Here is a very simple implementation of Newton's method for systems of nonlinear algebraic equations:

import numpy as np

def Newton_system(F, J, x, eps):
    Solve nonlinear system F=0 by Newton's method.
    J is the Jacobian of F. Both F and J must be functions of x.
    At input, x holds the start value.
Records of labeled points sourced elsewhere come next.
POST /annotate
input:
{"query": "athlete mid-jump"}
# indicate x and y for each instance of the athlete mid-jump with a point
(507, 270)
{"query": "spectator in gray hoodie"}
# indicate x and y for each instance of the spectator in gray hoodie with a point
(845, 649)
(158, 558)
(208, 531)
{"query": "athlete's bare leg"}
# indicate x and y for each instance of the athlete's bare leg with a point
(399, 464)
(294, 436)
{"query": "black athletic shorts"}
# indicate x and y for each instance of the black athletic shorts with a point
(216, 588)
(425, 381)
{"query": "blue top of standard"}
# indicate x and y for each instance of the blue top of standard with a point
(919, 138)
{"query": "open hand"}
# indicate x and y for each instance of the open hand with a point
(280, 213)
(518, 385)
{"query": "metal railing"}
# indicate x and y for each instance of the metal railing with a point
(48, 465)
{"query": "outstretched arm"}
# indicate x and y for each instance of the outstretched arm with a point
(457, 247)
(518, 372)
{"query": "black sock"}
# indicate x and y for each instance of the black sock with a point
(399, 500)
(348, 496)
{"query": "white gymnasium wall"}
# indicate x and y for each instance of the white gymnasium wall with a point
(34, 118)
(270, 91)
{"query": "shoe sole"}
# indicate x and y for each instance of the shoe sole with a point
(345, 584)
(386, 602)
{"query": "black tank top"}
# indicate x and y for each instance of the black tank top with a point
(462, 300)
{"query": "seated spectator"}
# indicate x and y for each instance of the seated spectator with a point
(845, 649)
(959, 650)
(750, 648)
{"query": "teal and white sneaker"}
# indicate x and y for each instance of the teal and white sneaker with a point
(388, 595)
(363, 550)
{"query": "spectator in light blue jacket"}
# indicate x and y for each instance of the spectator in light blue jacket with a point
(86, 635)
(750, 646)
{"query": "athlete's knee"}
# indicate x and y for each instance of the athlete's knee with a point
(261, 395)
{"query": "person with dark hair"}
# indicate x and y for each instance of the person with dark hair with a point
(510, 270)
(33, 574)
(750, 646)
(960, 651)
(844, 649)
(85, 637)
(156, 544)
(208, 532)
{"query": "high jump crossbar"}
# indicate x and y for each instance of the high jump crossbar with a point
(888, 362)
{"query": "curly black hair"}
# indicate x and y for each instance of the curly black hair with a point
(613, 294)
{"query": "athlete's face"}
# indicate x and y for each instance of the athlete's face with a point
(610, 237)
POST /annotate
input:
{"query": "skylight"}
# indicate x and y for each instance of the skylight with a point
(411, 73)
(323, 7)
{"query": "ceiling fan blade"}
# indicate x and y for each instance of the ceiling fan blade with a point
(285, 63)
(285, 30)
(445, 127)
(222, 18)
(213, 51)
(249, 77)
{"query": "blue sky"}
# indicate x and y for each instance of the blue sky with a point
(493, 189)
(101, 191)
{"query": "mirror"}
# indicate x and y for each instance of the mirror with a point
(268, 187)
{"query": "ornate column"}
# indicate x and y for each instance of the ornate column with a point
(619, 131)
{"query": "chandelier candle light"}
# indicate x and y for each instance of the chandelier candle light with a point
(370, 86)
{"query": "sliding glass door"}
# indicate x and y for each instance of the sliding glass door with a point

The iteration continues
    until ||F|| < eps.
    F_value = F(x)
    F_norm = np.linalg.norm(F_value, ord=2)  # l2 norm of vector
    iteration_counter = 0
    while abs(F_norm) > eps and iteration_counter < 100:
        delta = np.linalg.solve(J(x), -F_value)
        x = x + delta
        F_value = F(x)
        F_norm = np.linalg.norm(F_value, ord=2)
        iteration_counter += 1

    # Here, either a solution is found, or too many iterations
    if abs(F_norm) > eps:
        iteration_counter = -1
    return x, iteration_counter

We can test the function Newton_system with the \( 2\times 2 \) system (6.11)-(6.12):

def test_Newton_system1():
    from numpy import cos, sin, pi, exp

    def F(x):
        return np.array(
            [x[0]**2 - x[1] + x[0]*cos(pi*x[0]),
             x[0]*x[1] + exp(-x[1]) - x[0]**(-1)])

    def J(x):
        return np.array(
            [[2*x[0] + cos(pi*x[0]) - pi*x[0]*sin(pi*x[0]), -1],
             [x[1] + x[0]**(-2), x[0] - exp(-x[1])]])

    expected = np.array([1, 0])
    tol = 1e-4
    x, n = Newton_system(F, J, x=np.array([2, -1]), eps=0.0001)
    print n, x
    error_norm = np.linalg.norm(expected - x, ord=2)
    assert error_norm < tol, 'norm of error =%g' % error_norm
    print 'norm of error =%g' % error_norm

Here, the testing is based on the L2 norm of the error vector. Alternatively, we could test against the values of x that the algorithm finds, with appropriate tolerances. For example, as chosen for the error norm, if eps=0.0001, a tolerance of \( 10^{-4} \) can be used for x[0] and x[1].